松山市御幸の小高い山に佇む「龍仙院」。この寺には80年前の8月6日に広島で被爆した地蔵7体がまつられています。この地蔵の前で午前8時から、副住職が読経し犠牲者の冥福を祈りました。

龍仙院・鳥越乗聖副住職:
「あの戦争で亡くなられた方々が命がけでこの国を守って、今の時代、私たちが生かされているということを大事に思いながら、ご供養をさせていただいています」

7体の地蔵は副住職の曾祖母にあたる西原ミサヲさんが原爆投下後、広島の焼け野原で発見。自宅の玄関先にまつっていたものの、56年前に娘の嫁ぎ先であった松山市の龍仙院に移されました。このうち一体は、原爆の衝撃でなくなった頭を新しく付け替え、顔が怒っているように見えたことから「おこり地蔵」と呼ばれています。

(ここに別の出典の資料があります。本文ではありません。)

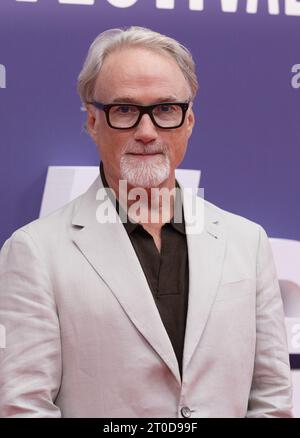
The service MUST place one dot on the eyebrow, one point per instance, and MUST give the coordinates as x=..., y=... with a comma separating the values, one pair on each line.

寺では「おこり地蔵」をモチーフにした紙芝居の読み聞かせも行われ、子どもら約20人が耳を傾けました。

紙芝居の語り:
「それはまるで太陽が落ちてきたような、眩しく灼熱の中から吹いてくる強い熱気に何もかも吹き飛ばさたんじゃ」

龍仙院はかつて、毎年8月6日に子ども達や近所の人を集めて「おこり地蔵」の供養祭を営んでいたものの、人手不足などを理由に2008年からは寺の関係者のみで供養。しかし戦後80年の節目の今年、子どもたちに戦争の記憶を語り継ごうと、18年ぶりに開きました。

紙芝居の語り:
「どんな理由であっても戦争はしてはならない。おこり地蔵が優しく微笑まれるようになった時が、本当に平和という世界なのであろう」

平和へのメッセージ。どう受け取ったでしょうか?

13歳の子ども:
「忘れちゃいけないことだなって思いました。意外と戦争のこと知らなかったりするので、少しでも知れたらなと思ってきました」

14歳の子ども:
「罪のない人が死んでいくのがやっぱり悲しいなって思いました。戦争がない世界で、話し合いで解決できる世界になってほしい」

鳥越乗聖副住職:
「戦争がどういうものかそれを今後、自分たちが大きくなって子どもたちにどういう風に伝えられるかを感じながら、少しでも戦争や平和について考えていただけたらありがたい」

このあと子どもたちは千羽鶴を供え、地蔵に水をかけながら平和な世界を願いました。

あの日から80年。世界では戦争のような行為が相次いで発生。「おこり地蔵」は怒っているように前をじっとにらんでいます。